Having a star-filled team as the Celtics do is great, but when the bulk core of the team has changed, it’s a major challenge for the squad’s head coach to quickly transform them into a contender. It’s a nice problem to have — having talent — but it’s still a daunting task when the talent has little experience playing together. But things get even tougher when the team goes through training camp and preseason, then loses a key star to injury just as the regular season begins. Here’s ESPN Boston reporting:
Brad Stevens was already facing a unique challenge entering the 2017-18 season, when the Celtics brought back just four players from a 53-win team and essentially asked him to rebuild a puzzle that took four seasons of perpetual piece-shifting to construct.
Then six minutes into Boston’s season-opener last week in Cleveland, Hayward fractured his ankle as he landed awkwardly after going up for an alley-oop.

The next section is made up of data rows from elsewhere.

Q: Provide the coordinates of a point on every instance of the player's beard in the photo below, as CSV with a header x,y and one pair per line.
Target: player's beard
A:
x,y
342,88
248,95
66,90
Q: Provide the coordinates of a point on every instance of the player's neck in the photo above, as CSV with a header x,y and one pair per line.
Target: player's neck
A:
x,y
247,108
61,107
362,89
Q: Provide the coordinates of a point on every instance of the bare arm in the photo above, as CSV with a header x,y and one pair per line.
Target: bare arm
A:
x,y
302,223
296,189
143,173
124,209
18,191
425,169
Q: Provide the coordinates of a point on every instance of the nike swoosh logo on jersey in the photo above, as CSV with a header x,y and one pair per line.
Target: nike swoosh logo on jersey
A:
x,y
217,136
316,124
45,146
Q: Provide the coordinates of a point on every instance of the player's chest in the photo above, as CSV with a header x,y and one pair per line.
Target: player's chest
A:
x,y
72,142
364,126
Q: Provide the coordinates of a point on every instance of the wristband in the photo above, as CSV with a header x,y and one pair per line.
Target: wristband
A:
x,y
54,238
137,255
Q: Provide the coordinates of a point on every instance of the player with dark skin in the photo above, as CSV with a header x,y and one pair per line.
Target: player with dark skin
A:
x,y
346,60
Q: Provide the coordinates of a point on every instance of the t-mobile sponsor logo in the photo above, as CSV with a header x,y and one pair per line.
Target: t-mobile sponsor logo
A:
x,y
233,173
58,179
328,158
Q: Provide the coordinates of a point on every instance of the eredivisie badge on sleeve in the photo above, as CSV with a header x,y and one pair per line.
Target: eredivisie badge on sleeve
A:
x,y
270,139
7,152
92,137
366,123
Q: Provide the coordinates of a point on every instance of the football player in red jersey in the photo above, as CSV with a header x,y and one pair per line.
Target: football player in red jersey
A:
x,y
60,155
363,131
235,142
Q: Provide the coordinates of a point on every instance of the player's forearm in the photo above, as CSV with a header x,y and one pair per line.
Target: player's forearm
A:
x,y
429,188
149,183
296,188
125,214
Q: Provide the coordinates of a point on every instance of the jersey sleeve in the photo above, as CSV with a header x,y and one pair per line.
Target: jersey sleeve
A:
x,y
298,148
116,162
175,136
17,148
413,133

The team is operating under the notion that Hayward will not play again this season as he begins what Stevens has suggested is at least a five-month recovery.
With new Celtic Marcus Morris still working his way into game shape after missing the start of training camp while on trial in Arizona and Marcus Smart sidelined early in the season with an ankle injury, Stevens found himself operating with a roster in which six of his 12 available bodies were rookies.
At one point late in Tuesday’s win over the New York Knicks, Stevens had a lineup of Jabari Bird (a rookie second-round pick on a G-League two-way contract), Shane Larkin (who played in Spain last season), Abdel Nader (a 2016 second-round draft pick and the G-League Rookie of the Year while stashed domestically last season), Semi Ojeleye (a 2017 second-round pick), and Daniel Theis (a 25-year-old German import this offseason) on the floor.